# Catastrophic Forgetting

install dependencies:

In [None]:
!pip install avalanche-lib==0.3.1

tested with:
- python 3.10
- avalanche 0.3.1

In [1]:
import torch
import avalanche
import torchvision
import matplotlib.pyplot as plt

# Dataset
We start by loading CIFAR10. Unlike the previous exercises, now we split it into two datasets of 5 classes each.

In [2]:
from avalanche.benchmarks import SplitCIFAR10
from avalanche.benchmarks.generators import benchmark_with_validation_stream

benchmark = SplitCIFAR10(n_experiences=2)
benchmark = benchmark_with_validation_stream(benchmark, validation_size=0.3)

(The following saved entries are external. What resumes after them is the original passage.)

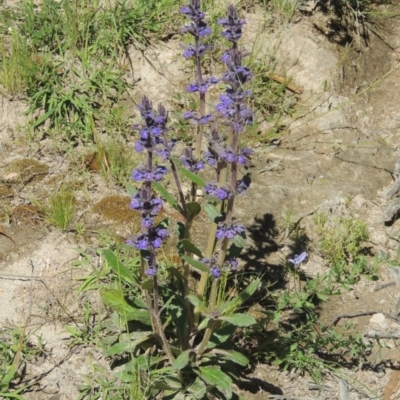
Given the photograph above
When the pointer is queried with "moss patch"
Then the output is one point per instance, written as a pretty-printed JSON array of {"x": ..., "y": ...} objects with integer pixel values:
[
  {"x": 6, "y": 191},
  {"x": 27, "y": 214},
  {"x": 116, "y": 209},
  {"x": 27, "y": 169}
]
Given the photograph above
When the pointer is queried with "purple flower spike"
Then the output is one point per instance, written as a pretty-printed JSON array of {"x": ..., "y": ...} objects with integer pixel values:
[
  {"x": 210, "y": 158},
  {"x": 147, "y": 222},
  {"x": 297, "y": 260},
  {"x": 215, "y": 271},
  {"x": 221, "y": 192},
  {"x": 159, "y": 172},
  {"x": 140, "y": 242},
  {"x": 241, "y": 186},
  {"x": 151, "y": 271},
  {"x": 232, "y": 24},
  {"x": 232, "y": 264},
  {"x": 229, "y": 231}
]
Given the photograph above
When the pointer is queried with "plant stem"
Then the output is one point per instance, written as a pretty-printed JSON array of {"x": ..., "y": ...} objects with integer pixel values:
[{"x": 160, "y": 331}]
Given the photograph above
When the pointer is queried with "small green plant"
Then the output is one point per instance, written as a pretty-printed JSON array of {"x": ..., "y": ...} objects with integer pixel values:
[
  {"x": 18, "y": 69},
  {"x": 286, "y": 8},
  {"x": 60, "y": 209},
  {"x": 270, "y": 98},
  {"x": 15, "y": 351},
  {"x": 340, "y": 239},
  {"x": 116, "y": 161}
]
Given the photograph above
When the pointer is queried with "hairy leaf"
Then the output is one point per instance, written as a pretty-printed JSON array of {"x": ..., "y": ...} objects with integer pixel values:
[
  {"x": 182, "y": 360},
  {"x": 190, "y": 247},
  {"x": 212, "y": 211},
  {"x": 167, "y": 196},
  {"x": 193, "y": 177},
  {"x": 214, "y": 376},
  {"x": 118, "y": 267},
  {"x": 239, "y": 319},
  {"x": 195, "y": 264},
  {"x": 115, "y": 299}
]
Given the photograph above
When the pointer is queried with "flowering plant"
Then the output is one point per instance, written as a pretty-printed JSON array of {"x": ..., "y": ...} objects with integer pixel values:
[{"x": 191, "y": 320}]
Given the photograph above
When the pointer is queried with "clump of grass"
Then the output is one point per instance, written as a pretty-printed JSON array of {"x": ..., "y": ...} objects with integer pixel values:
[
  {"x": 270, "y": 98},
  {"x": 60, "y": 209},
  {"x": 17, "y": 67},
  {"x": 116, "y": 161},
  {"x": 77, "y": 66},
  {"x": 340, "y": 239}
]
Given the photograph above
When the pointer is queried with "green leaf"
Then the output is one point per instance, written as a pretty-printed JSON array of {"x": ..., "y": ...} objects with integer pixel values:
[
  {"x": 176, "y": 160},
  {"x": 125, "y": 347},
  {"x": 194, "y": 300},
  {"x": 294, "y": 346},
  {"x": 234, "y": 356},
  {"x": 188, "y": 246},
  {"x": 221, "y": 335},
  {"x": 239, "y": 241},
  {"x": 212, "y": 211},
  {"x": 148, "y": 284},
  {"x": 118, "y": 267},
  {"x": 182, "y": 360},
  {"x": 193, "y": 177},
  {"x": 239, "y": 319},
  {"x": 43, "y": 118},
  {"x": 167, "y": 196},
  {"x": 203, "y": 324},
  {"x": 233, "y": 251},
  {"x": 194, "y": 209},
  {"x": 236, "y": 302},
  {"x": 195, "y": 264},
  {"x": 198, "y": 389},
  {"x": 115, "y": 299},
  {"x": 214, "y": 376},
  {"x": 130, "y": 189}
]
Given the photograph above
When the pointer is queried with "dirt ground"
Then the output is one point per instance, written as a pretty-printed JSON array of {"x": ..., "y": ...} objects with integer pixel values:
[{"x": 338, "y": 154}]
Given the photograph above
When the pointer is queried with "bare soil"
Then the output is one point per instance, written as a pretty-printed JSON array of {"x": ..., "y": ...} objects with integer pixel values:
[{"x": 338, "y": 154}]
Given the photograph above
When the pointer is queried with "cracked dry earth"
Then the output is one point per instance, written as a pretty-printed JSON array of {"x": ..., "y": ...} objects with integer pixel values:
[{"x": 338, "y": 155}]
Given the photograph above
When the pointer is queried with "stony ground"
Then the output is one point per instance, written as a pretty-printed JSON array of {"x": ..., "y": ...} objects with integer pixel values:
[{"x": 338, "y": 154}]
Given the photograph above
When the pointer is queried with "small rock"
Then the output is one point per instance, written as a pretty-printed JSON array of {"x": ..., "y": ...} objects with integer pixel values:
[{"x": 378, "y": 322}]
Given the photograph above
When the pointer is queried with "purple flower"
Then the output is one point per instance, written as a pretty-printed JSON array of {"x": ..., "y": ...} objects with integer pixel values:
[
  {"x": 244, "y": 156},
  {"x": 191, "y": 51},
  {"x": 141, "y": 174},
  {"x": 231, "y": 264},
  {"x": 229, "y": 231},
  {"x": 227, "y": 155},
  {"x": 140, "y": 242},
  {"x": 151, "y": 271},
  {"x": 159, "y": 172},
  {"x": 221, "y": 192},
  {"x": 241, "y": 186},
  {"x": 149, "y": 205},
  {"x": 297, "y": 260},
  {"x": 201, "y": 87},
  {"x": 153, "y": 237},
  {"x": 192, "y": 116},
  {"x": 232, "y": 24},
  {"x": 147, "y": 222},
  {"x": 192, "y": 10},
  {"x": 192, "y": 164},
  {"x": 215, "y": 271},
  {"x": 210, "y": 158}
]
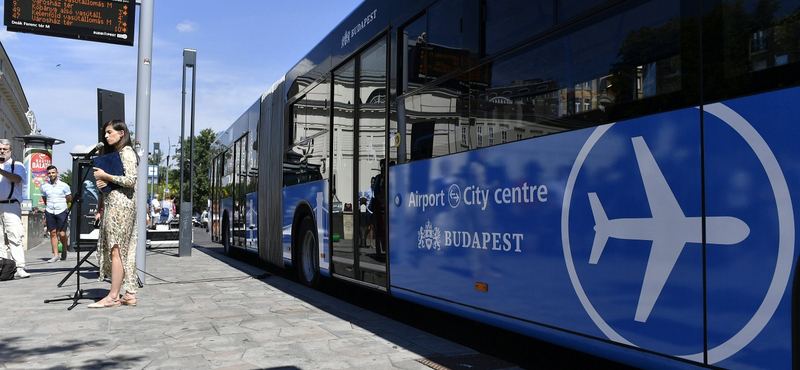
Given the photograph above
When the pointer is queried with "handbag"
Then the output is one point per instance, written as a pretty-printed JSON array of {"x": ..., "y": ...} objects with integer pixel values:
[{"x": 7, "y": 269}]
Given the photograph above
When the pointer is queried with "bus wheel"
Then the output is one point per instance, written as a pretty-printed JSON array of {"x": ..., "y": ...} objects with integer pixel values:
[{"x": 308, "y": 265}]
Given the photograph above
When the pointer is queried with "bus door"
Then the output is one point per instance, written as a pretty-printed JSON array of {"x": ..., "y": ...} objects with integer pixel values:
[
  {"x": 357, "y": 216},
  {"x": 240, "y": 191}
]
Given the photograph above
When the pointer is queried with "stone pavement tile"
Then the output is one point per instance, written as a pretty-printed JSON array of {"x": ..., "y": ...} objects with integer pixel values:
[
  {"x": 227, "y": 359},
  {"x": 194, "y": 362},
  {"x": 227, "y": 342}
]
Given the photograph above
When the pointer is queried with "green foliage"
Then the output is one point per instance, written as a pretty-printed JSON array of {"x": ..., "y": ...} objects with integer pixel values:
[{"x": 65, "y": 176}]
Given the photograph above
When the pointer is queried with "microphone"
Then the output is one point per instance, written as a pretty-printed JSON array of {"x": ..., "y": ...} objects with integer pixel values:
[{"x": 94, "y": 150}]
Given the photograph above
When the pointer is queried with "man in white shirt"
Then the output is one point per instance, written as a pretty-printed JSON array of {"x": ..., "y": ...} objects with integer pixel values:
[
  {"x": 12, "y": 177},
  {"x": 56, "y": 195},
  {"x": 155, "y": 210}
]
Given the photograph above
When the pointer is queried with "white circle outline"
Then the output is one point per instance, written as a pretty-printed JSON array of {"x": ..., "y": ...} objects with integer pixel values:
[
  {"x": 783, "y": 267},
  {"x": 450, "y": 191}
]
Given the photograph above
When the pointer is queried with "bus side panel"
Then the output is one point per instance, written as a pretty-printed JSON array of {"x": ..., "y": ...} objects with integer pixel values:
[
  {"x": 752, "y": 174},
  {"x": 597, "y": 232},
  {"x": 251, "y": 222},
  {"x": 315, "y": 194}
]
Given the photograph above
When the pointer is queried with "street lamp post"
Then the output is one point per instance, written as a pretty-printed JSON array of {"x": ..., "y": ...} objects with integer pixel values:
[{"x": 185, "y": 238}]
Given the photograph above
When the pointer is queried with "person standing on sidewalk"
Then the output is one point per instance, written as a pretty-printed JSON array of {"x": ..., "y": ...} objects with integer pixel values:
[
  {"x": 56, "y": 195},
  {"x": 12, "y": 177},
  {"x": 116, "y": 246},
  {"x": 155, "y": 210}
]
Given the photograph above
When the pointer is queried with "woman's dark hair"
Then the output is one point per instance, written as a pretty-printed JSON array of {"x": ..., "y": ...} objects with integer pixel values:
[{"x": 118, "y": 125}]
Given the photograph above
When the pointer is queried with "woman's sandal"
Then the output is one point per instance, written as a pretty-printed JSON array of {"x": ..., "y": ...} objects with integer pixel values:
[
  {"x": 128, "y": 301},
  {"x": 105, "y": 302}
]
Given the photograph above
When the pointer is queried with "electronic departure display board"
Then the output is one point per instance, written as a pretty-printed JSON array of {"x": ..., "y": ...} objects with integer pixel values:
[{"x": 110, "y": 21}]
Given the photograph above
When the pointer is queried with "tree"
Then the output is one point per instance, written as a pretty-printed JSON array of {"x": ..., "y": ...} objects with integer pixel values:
[
  {"x": 66, "y": 177},
  {"x": 205, "y": 148}
]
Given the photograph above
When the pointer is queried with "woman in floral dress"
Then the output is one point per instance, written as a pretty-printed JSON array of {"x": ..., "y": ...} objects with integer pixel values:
[{"x": 116, "y": 247}]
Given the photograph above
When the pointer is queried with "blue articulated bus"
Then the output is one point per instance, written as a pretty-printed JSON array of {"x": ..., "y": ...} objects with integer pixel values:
[{"x": 617, "y": 177}]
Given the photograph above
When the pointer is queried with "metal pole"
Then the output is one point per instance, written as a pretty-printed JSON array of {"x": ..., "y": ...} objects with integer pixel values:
[
  {"x": 185, "y": 231},
  {"x": 143, "y": 78}
]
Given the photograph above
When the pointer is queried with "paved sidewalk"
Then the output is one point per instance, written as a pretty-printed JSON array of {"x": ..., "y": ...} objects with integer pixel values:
[{"x": 200, "y": 312}]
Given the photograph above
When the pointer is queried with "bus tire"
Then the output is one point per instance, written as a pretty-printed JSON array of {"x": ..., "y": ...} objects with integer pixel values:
[{"x": 308, "y": 262}]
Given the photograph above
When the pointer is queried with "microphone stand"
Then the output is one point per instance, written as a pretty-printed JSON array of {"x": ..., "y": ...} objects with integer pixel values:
[{"x": 79, "y": 293}]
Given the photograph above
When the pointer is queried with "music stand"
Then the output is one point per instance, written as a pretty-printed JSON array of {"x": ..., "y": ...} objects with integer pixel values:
[{"x": 84, "y": 167}]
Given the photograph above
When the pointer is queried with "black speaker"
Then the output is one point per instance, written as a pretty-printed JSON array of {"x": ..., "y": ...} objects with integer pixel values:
[{"x": 110, "y": 106}]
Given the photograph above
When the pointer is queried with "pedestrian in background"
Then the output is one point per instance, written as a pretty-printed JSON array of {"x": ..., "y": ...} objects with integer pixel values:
[
  {"x": 56, "y": 194},
  {"x": 12, "y": 178},
  {"x": 155, "y": 210},
  {"x": 116, "y": 246}
]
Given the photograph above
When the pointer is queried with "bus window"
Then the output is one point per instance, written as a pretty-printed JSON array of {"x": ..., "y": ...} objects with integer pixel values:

Files already downloaded and verified
Files already downloaded and verified


In [10]:
e0, e1 = benchmark.train_stream
e0.classes_in_this_experience, e1.classes_in_this_experience

([3, 4, 5, 7, 9], [0, 1, 2, 6, 8])

In [11]:
e0.task_label, e1.task_label

(0, 0)

# Training - Naive Finetuning
We import the model directly from Avalanche

In [14]:
def train(exp, model, optimizer, criterion):
    model.train()
    train_data = exp.dataset
    train_data = train_data.train()

    for ep in range(1):
        dataloader = DataLoader(train_data, batch_size=32)
        pbar = tqdm(dataloader)
        for (x, y, _) in pbar:
            x, y = x.to(device), y.to(device)
            optimizer.zero_grad()   
            pred = model(x)
            loss = criterion(pred, y)
            loss.backward()
            optimizer.step()
            pbar.set_description(f"Loss: {loss.item():0.4f}")

In [15]:
from tqdm import tqdm
from avalanche.models import SlimResNet18
from torch.utils.data import DataLoader

device = 'cpu'  # do yourself a favor and use a gpu by setting device='cuda'
model = SlimResNet18(nclasses=100)
model = model.to(device)
optimizer = torch.optim.SGD(model.parameters(), lr=0.01)
criterion = torch.nn.CrossEntropyLoss()

# We train sequentially on each element of the stream
for exp in benchmark.train_stream:
    train(exp, model, optimizer, criterion)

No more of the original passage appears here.